The boathouses are rusty, ramshackle. One alone would attract little attention. A simple structure, framed by tamarack logs and covered in corrugated steel. But together, strung along Lake Vermilion's south shore, the 143 boathouses reveal the lives of the men who built them.
These 143 historic boathouses offer a peek into Minnesota's past
A collection of boathouses on Lake Vermilion, built by miners, hint at the area's work-hard, play-hard past.
Together, they reveal Minnesota's mining past.
"It's quite a sight," says Denis Gardner, the National Register Historian of the Minnesota State Historic Preservation Office.
The first boathouse was built in 1884 to shelter a steamboat for the nearby Soudan Underground Mine. The rest were built for fun. The company that operated the mine allowed longtime workers lakeshore leases as a job perk. Such rewards kept its workforce content, according to the application to add the boathouses to the National Register of Historic Places. A 1937 mining company magazine boasted that "Beyond the Mine Lies Vacationland."
"It was a way of life," says Gardner, who wrote about the boathouses for the Minnesota Historical Society. "You worked at the mine, then you went hunting and fishing."
From the turn of the century through the 1950s, miners erected the shelters, which extend over the water, with materials borrowed from the mine's scrap pile, including sheets of metal.
The boathouses sit — so close some nearly touch — on what's now public land, part of the Lake Vermilion-Soudan Underground Mine State Park. So as park manager, Jim Essig works with the owners and the Stuntz Bay Association to manage the boathouse leases.
It's tough. There have been fights, locally and at the Legislature, over whether and how they should be sold or passed on to future generations. The current rules allow an owner to transfer a lease once to a family member. But who should maintain those that have been abandoned? Should they be repaired, rented, demolished?
"We just need a good plan," Essig says, shaking his head while walking the rocky path of boathouses. His goal is to create a guide for the historic district that's a "win-win" for owners and taxpayers. He reaches the end of the row and points out, through the trees, No. 1 — collapsed into the lake.
"And No. 5 is going to go in a couple of years," he says. "I compare it to a smiley face, and right now we're losing teeth."
Each boathouse sports a number — 1 through 151. Many also include nicknames and family names, some hand scrawled. A few boast brightly-painted doors, or decorations like ducks, anchors, warnings. On No. 99: just three "no parking" signs.
Inside, construction tends toward utilitarian, with little room on either side of the boat channel for more than tools. But among the winches, ropes and "ice-out" calendars are hints at lives of miners and their families.
The mining company paid for electricity, so each Sunday, families would gather to give haircuts and do laundry. They picnicked and played music, fished and fixed their motors.

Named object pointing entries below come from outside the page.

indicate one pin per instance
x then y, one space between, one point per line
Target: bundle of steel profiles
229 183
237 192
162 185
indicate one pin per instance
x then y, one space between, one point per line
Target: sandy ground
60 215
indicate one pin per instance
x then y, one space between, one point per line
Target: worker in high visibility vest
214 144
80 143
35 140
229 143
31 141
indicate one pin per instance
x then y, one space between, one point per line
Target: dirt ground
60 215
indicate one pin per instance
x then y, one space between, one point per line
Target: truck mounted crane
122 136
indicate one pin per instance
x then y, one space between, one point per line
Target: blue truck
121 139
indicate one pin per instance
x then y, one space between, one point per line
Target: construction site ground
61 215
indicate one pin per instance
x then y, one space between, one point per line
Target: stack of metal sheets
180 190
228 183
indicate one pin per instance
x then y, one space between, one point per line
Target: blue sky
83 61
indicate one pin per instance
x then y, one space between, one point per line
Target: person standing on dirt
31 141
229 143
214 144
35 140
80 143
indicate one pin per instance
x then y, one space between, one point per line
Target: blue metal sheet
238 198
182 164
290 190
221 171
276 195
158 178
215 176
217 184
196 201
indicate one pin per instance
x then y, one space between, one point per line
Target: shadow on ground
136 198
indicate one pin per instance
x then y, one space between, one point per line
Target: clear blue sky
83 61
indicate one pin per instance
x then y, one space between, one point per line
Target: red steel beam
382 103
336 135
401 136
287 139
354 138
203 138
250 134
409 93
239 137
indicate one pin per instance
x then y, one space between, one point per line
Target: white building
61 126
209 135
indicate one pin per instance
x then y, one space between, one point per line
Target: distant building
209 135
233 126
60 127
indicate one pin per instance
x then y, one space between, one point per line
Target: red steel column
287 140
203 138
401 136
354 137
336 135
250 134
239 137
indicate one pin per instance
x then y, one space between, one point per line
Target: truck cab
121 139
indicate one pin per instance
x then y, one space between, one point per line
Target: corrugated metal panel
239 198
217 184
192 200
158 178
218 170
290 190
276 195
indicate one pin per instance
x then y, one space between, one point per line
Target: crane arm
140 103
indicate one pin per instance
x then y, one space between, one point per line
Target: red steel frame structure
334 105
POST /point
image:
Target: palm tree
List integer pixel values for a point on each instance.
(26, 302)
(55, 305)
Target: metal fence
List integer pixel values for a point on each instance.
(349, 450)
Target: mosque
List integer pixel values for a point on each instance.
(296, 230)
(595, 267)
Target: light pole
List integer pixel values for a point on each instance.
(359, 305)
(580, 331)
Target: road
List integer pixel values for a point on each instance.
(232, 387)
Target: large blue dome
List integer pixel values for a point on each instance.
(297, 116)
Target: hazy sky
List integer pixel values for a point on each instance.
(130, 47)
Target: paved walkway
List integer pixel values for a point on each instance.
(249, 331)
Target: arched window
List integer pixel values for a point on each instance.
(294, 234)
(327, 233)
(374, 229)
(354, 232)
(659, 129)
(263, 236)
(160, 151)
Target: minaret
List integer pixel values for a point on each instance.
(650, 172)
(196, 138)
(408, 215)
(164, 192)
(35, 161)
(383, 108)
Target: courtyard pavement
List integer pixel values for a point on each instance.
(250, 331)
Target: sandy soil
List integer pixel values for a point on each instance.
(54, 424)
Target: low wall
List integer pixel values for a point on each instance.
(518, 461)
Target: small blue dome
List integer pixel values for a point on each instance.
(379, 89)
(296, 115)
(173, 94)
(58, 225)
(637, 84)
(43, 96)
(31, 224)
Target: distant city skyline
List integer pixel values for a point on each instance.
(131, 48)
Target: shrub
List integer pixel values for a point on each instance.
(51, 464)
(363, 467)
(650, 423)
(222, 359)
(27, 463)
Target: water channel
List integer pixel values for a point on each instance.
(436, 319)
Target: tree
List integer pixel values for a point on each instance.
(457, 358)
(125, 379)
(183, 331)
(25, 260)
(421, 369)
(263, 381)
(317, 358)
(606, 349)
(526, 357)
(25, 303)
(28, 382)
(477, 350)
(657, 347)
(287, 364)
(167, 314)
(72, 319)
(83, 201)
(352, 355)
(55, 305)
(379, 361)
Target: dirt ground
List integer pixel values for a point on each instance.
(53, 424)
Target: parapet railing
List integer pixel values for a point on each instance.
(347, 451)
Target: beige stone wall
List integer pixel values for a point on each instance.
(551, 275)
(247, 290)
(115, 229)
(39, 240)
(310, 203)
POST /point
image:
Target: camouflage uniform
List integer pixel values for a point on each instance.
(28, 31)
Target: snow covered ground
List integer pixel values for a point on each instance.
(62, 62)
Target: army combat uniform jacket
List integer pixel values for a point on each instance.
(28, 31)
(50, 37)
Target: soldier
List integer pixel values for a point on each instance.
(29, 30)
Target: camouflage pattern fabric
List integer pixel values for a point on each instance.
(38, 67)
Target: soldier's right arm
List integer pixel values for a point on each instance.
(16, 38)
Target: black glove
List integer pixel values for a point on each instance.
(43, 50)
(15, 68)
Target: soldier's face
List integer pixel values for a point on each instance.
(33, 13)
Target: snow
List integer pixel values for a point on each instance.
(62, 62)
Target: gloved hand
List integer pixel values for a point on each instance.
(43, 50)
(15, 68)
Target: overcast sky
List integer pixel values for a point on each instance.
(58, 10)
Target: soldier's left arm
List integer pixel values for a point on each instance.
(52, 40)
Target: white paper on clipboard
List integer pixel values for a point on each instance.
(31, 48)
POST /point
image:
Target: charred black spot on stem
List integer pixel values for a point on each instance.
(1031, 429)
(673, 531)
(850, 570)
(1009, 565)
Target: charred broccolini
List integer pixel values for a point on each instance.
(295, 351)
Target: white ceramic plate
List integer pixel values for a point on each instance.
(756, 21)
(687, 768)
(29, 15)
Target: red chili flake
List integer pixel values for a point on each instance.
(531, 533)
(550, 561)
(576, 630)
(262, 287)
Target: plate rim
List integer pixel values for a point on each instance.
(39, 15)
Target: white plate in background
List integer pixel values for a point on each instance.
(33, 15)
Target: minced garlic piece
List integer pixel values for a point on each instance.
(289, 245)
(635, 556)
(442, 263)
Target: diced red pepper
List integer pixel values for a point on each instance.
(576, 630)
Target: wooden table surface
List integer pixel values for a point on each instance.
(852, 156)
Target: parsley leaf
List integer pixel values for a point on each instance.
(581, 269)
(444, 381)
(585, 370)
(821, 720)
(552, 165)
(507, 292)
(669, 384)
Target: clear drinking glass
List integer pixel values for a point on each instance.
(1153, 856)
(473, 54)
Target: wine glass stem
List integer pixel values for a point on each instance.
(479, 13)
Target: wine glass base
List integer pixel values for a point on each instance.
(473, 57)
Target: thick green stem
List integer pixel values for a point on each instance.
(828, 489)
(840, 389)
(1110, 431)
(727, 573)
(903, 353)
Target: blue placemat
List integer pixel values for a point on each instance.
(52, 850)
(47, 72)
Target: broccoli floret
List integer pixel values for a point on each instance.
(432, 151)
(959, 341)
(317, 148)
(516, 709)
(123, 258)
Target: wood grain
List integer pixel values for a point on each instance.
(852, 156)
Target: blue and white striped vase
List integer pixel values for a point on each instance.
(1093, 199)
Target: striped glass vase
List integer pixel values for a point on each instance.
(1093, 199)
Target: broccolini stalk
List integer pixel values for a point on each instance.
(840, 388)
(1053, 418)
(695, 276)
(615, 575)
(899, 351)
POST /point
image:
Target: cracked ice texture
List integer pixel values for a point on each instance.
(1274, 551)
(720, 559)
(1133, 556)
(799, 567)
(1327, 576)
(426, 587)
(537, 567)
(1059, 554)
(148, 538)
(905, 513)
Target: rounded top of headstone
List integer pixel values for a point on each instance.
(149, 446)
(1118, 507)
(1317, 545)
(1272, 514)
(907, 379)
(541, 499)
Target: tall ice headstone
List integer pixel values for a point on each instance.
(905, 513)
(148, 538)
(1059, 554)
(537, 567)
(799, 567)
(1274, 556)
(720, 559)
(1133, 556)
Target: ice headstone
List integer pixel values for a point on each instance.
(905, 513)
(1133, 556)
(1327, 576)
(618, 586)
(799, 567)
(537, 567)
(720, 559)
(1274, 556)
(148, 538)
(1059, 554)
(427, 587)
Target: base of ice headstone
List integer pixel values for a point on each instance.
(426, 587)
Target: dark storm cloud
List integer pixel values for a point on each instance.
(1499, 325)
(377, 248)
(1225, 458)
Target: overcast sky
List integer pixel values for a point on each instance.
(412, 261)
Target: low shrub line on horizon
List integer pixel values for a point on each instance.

Lee Branwall has a photo, snapped in 1938, of his mother holding him at 6 weeks old, on their way to the cabin on Lake Vermilion's north side, inaccessible by road. They're standing in front of the boathouse his father built. Branwall, now 83, spent his childhood summers on that lake. His father, a former fur trapper, worked in the mine until it closed, then guided public tours, telling stories — some of them true.
"People complain about companies and how they treat their employees," Branwall says. "Those people just loved to work for U.S. Steel."
But by the time Branwall started kindergarten, his father told him: "Lee, you are not going to work in the mine." He ended up living the better life his father had hoped for him — earning a master's degree in aerospace engineering and working at 3M. Still, several times a year, he returns to his parents' land on Lake Vermilion, via the boathouse his father built with his fellow miners.
On a recent morning, Gregg and Lisa Larson bring a quart of green paint to No. 109. "It's boathouse love day," Gregg says, smiling.
Gregg's grandfather built a nearby boathouse in the 1940s after returning from World War II. His father fished off a big rock in the bay each day. Now, Gregg and Lisa trek here from Scottsdale, Ariz., with their English bulldog Boogie, who loves being on the water but requires a life vest.
They can see the row of boathouses from their cabin, on a nearby island. When the sun is setting, Lisa says, it hits the patchwork of metal, casting colorful light into the bay. "You've never seen anything so beautiful."